To be sure, writing for the popular press is nothing new in science. Veteran scientist-authors such as Carl Sagan were profiled in The Visible Scientists,1 a book that was published more than two decades ago. These researchers and many more are attracted to writing for general audiences in various outlets--books, magazine articles, newspaper columns, encyclopedias, educational CDs--for many reasons.
"The motivation is a very sincere desire to get the word [about discoveries] beyond the academy out into the culture," says Angela von der Lippe, a senior editor with W.W. Norton & Co. in New York. "Oftentimes the language of science is very different [from everyday talk], so it's especially fortuitous when a scientist is able to translate those ideas beyond the jargon into common parlance." She adds that when news about scientific findings comes from researchers, it reaps more credibility with readers.
"I found that writing for a popular audience is actually a good test of how understandable experiments are," remarks Dean Hamer, a molecular geneticist with the National Cancer Institute.
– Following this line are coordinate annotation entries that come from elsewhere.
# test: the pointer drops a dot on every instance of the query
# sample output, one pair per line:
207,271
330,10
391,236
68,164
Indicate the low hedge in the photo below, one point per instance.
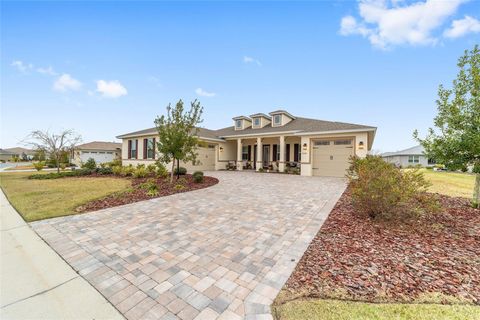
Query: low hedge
197,176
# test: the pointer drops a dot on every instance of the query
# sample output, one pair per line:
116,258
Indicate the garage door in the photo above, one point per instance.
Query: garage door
331,157
206,157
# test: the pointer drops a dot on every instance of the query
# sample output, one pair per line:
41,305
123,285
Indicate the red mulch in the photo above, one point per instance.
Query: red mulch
377,261
165,188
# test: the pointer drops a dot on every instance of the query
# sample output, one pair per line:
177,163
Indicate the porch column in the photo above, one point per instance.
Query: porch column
281,162
239,155
259,154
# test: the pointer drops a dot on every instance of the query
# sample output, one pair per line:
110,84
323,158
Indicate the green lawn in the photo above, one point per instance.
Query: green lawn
346,310
453,184
41,199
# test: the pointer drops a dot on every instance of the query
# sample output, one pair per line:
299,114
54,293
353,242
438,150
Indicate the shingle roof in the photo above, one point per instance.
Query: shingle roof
3,151
202,132
413,151
20,150
299,124
100,145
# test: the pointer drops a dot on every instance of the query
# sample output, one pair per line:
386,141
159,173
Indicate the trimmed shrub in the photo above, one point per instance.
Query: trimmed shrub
117,170
151,168
197,176
127,171
161,171
38,165
179,187
181,171
151,187
90,164
380,190
140,172
105,170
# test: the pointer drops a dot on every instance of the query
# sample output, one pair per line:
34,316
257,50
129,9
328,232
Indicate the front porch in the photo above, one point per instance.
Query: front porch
273,154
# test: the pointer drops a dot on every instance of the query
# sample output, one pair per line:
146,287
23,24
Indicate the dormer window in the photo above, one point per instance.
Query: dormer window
277,119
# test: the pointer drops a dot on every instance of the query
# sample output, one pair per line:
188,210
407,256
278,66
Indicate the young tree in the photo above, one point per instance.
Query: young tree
177,131
54,145
456,143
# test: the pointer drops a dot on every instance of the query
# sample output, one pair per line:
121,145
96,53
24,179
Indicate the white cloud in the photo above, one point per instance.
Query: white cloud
49,71
21,66
386,24
66,82
462,27
247,59
111,89
203,93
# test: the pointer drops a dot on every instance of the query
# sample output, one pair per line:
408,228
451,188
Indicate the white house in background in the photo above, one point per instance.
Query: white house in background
278,141
99,151
409,157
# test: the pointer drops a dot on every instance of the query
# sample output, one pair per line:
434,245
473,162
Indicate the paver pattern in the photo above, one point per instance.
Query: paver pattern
218,253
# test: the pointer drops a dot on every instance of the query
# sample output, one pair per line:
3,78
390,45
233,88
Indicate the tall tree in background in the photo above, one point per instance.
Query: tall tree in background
177,131
52,144
456,142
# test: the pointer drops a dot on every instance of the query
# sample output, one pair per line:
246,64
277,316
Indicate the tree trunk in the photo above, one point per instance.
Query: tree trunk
178,169
476,191
173,170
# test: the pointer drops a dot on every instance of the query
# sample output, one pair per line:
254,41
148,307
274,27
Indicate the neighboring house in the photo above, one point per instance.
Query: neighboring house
99,151
22,153
409,157
276,141
6,155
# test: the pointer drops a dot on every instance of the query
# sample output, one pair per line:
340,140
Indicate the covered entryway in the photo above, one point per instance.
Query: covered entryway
330,157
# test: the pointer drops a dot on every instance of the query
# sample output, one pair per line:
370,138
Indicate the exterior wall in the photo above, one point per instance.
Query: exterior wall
402,161
307,147
227,151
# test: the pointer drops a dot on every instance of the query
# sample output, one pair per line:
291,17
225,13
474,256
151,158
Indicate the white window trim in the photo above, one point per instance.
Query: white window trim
279,123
Hamer has written two popular books and is working on a third, which is about the biology of the religious experience. "If you can't explain to someone what you've discovered in regular words, then what you've discovered is probably not very fundamental."
Lawrence M. Krauss, Ambrose Swasey Professor of Physics, professor of astronomy, and chairman of the department of physics at Case Western Reserve University, echoes von der Lippe. He says he has a personal sense of returning a favor to scientist-writers such as Albert Einstein, who sparked his interest in the universe as a child. "Then there's a more general feeling that scientists funded by the public owe it to them to explain what they do, and the less altruistic aspect that unless we explain what we do, we can't expect the funding to last."